Pedang yang Menyimpan Jiwa Lama
Lentera-lentera istana memancarkan cahaya temaram, menari-nari di dinding saat Angin Malam berbisikkan rahasia. Di tengah taman yang ditaburi bunga plum, Lady Baihua berdiri. Gaun sutra birunya, sehalus air terjun di pegunungan, melambai pelan. Wajahnya, seindah lukisan dewi, tampak tenang. Namun, di balik ketenangan itu, ombak kesedihan menghempas.
Dulu, tawa renyah Baihua sering menggema di taman ini. Dulu, matanya memancarkan binar cinta setiap kali menatap Pangeran Li Wei. Cinta mereka, seperti anggrek bulan, langka dan indah. Pangeran berjanji akan membawanya ke altar, menjadikannya ratu dari kerajaannya. Janji yang diucapkan di bawah pohon sakura yang sedang bermekaran, janji yang kini berubah menjadi BELATI yang menusuk jantungnya.
Senyumnya menipu. Pelukan Li Wei terasa hangat dulu, kini Baihua merasakan racun yang perlahan menyebar. Ia mengingat bagaimana jari-jari Li Wei, yang dulu dengan lembut membelai rambutnya, kini melingkari pinggang Putri Meihua, rivalnya yang licik.
Pengkhianatan adalah luka yang menganga. Namun, Baihua tidak menangis. Ia adalah Lady Baihua, wanita dengan keanggunan yang tak tertandingi, seorang ahli strategi yang ulung. Ia tidak akan membiarkan air matanya menodai kehormatannya.
Ia melangkah mendekat ke kolam ikan mas. Di sana, terpantul wajahnya, tenang namun dingin. Tangan halusnya menyentuh gagang pedang yang selalu dibawanya. Pedang itu bukan sekadar senjata, melainkan tempat bersemayam jiwa lama, jiwa para leluhurnya yang bijaksana.
Rencana balas dendam Baihua tidak melibatkan darah. Ia tidak akan merendahkan dirinya dengan kekerasan. Balas dendamnya adalah permainan catur yang panjang dan rumit, di mana Li Wei dan Meihua hanyalah bidak yang mudah dikendalikan.
Ia memulai dengan menyebarkan desas-desus tentang kecerobohan Li Wei dalam mengelola wilayah perbatasan, membisikkan keraguan di telinga kaisar. Ia menanam benih ketidakpercayaan di antara para pejabat istana, menciptakan intrik yang akan meruntuhkan kekuasaan Li Wei dari dalam.
Kepada Meihua, ia memberikan pujian yang berlebihan, membuat sang putri besar kepala dan melakukan kesalahan fatal demi kesalahan fatal. Ia membiarkan Meihua terperangkap dalam jaring pujiannya sendiri, hingga akhirnya jatuh terjerembab di depan seluruh istana.

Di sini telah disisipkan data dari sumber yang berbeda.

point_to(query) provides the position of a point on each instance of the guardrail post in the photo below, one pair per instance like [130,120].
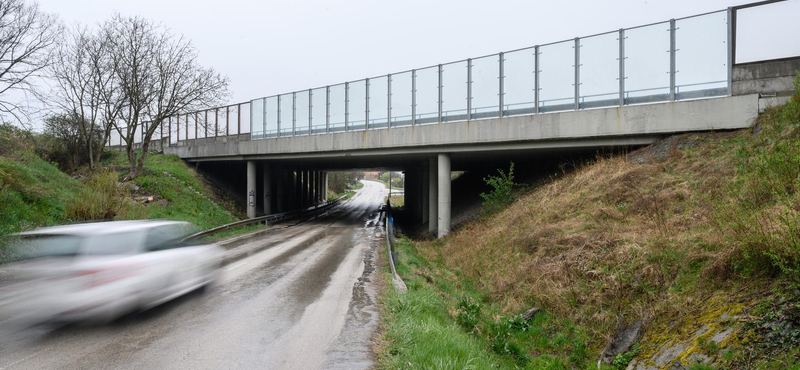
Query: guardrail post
[672,59]
[536,79]
[577,73]
[469,89]
[366,105]
[413,97]
[501,60]
[327,109]
[294,113]
[277,133]
[621,67]
[346,106]
[440,94]
[731,47]
[389,100]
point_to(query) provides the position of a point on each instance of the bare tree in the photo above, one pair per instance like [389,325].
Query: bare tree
[158,76]
[83,72]
[26,37]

Li Wei akhirnya kehilangan segalanya: tahta, kehormatan, dan yang terpenting, cinta sejati. Ia ditinggalkan dalam penyesalan yang abadi, menyadari betapa bodohnya ia telah menyia-nyiakan Baihua demi kilauan palsu.

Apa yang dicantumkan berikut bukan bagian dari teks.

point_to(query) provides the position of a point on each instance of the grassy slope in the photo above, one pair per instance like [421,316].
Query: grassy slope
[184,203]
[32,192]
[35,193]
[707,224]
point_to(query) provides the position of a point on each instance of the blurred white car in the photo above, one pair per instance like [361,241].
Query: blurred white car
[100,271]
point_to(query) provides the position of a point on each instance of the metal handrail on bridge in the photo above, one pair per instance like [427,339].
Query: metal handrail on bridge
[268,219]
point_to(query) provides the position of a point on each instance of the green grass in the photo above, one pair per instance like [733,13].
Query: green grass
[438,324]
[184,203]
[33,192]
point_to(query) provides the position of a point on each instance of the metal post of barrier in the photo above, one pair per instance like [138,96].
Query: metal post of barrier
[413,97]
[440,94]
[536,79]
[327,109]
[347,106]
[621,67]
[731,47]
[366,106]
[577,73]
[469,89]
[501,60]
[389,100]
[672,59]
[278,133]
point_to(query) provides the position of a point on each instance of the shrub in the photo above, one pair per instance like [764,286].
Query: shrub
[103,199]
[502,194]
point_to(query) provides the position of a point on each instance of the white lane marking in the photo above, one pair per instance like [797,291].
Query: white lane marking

Baihua menyaksikan kejatuhan mereka dari kejauhan, tanpa sedikit pun rasa puas. Kemenangan ini terasa pahit. Ia telah membalas dendam, tetapi jiwanya terasa hampa. Ia meraih pedangnya, merasakan dinginnya baja yang menenangkan.

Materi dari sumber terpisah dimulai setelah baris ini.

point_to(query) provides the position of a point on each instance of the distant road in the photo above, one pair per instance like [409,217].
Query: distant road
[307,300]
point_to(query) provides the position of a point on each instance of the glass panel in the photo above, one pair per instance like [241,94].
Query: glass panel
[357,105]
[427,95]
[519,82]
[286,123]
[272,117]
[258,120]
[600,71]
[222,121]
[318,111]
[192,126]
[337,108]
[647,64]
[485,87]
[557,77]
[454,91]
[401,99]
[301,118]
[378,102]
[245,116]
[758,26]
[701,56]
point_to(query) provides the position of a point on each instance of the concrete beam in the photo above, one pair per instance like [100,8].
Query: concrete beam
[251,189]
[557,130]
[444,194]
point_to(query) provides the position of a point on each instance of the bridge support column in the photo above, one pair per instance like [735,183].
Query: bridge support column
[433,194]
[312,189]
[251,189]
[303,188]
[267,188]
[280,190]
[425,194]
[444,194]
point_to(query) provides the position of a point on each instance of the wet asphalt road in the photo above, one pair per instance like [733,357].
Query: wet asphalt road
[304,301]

Di akhir hayatnya, Li Wei, sendirian dan terlupakan, bergumam, "Aku… aku telah menghancurkan kebahagiaanku sendiri…"
Baihua menatap langit malam, bibirnya membentuk senyum tipis yang getir. Ia berbisik, "Penyesalanmu adalah balas dendamku yang sesungguhnya."
Cinta dan dendam… lahir dari tempat yang sama.